If DH thought like you we wouldn’t be married (and I am relatively well educated). Similarly one of my best friends would not be my best friend.

I think it is a really really bad idea, and, if you happened to copy DH in to your round robin he would come home and tell me in disbelief.

Best will in the world and all that, no, just no.

GiantSteps Fri 06-Oct-17 16:46:12

Oh to be fair to the OP - I assumed she's looking for other new mothers who are also academics, because they'll understand without explanation about the kind of work academics do, and the particular pressures. Just like a group of doctors, or lawyers, or hairdressers might.

And also, I'm often made very aware that not everyone finds my profession as fascinating as I do grin . And if I'm struggling to adjust to motherhood, and thinking through how that will affect my professional identity - and even a bit scared that my professional standing will disappear (I hear that from STEM colleagues) or melt away - then I might seek the company of those in much the same boat as me, who understand when I say "I'm worried I won't be REFable"

I mean, what normal sane person would ever say something like that? grin grin grin grin

MrsFezziwig Fri 06-Oct-17 16:58:12

It's always good when people are willing to start ventures like this, but I would definitely review the way you express yourself as it comes across as rather patronising, and as such might put people off you personally even if they qualify for your group. Just drop the stuff criticising the groups you don't want to join and email your chosen group in more general terms.

DrMamaCake Fri 06-Oct-17 17:37:41

Thank you all again for the feedback.

I have heard you. And I apologise again. I am truly glad that I used this space as a sounding board. I will not be using that text of course.

I think I have a plan of action now, and hopefully something good will come out of that.

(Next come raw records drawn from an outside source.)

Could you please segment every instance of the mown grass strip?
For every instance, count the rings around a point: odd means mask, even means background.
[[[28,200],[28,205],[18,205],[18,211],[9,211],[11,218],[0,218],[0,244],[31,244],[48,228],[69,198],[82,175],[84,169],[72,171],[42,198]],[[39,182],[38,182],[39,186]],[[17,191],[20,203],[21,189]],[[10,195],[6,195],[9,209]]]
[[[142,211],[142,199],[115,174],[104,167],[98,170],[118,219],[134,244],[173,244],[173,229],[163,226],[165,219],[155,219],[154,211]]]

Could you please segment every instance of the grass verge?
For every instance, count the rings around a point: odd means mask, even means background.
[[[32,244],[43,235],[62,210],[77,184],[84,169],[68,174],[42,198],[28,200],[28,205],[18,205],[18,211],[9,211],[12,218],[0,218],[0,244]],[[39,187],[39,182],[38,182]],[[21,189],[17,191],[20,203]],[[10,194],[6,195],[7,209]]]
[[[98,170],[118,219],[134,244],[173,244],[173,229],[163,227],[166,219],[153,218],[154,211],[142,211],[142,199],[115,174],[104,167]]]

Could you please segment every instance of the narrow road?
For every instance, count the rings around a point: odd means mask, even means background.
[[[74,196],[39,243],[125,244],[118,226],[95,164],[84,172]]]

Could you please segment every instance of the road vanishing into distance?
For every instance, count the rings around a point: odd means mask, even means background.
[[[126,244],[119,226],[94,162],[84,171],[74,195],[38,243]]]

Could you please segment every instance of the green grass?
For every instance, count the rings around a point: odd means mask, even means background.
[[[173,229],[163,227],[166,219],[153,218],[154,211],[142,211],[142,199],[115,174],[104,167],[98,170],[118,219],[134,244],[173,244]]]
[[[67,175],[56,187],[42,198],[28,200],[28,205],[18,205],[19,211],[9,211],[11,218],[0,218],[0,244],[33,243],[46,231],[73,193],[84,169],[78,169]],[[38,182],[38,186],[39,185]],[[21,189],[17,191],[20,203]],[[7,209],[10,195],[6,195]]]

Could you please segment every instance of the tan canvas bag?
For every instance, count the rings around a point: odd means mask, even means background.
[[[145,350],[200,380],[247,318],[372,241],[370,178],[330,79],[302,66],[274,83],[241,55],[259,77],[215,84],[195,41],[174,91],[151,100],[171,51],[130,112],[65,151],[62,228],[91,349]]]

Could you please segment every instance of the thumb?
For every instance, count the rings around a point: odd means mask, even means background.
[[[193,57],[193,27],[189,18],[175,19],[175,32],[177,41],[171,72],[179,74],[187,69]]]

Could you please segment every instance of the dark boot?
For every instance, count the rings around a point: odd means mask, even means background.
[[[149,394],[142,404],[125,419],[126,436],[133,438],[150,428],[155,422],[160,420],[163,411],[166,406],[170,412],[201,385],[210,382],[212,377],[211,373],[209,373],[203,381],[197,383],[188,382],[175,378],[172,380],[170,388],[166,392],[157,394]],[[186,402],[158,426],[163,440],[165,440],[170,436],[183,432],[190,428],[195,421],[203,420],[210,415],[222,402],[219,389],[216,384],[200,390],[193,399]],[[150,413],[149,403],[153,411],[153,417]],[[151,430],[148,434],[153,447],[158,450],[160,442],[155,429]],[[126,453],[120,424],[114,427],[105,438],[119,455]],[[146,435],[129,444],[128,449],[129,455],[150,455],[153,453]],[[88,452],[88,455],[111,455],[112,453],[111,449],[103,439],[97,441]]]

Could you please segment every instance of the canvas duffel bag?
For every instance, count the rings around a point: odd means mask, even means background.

LRDtheFeministDragon Fri 06-Oct-17 20:47:11

Oh, well, being one of those thicko academics, I find my NCT group and my online Mumsnet March Mums group plenty stimulating. Funnily enough a lot of them come across as more intelligent and interesting than a lot of postdocs I've met.

LRDtheFeministDragon Fri 06-Oct-17 20:51:00

Oh, and I love baby singalong. I have a terrible voice. I sung to my baby in Middle English on the postnatal ward and it was pretentious as fuck. smile

user1471134011 Fri 06-Oct-17 23:12:48

DrMamaCake best of luck with it. The people I made the truest friendships with on maternity leave were people who had nothing in common other than a baby the same age. It does expose you to all kinds of new people.

herewecomeawassailing Mon 09-Oct-17 20:40:54

I really hope that 'no signing' was a typo.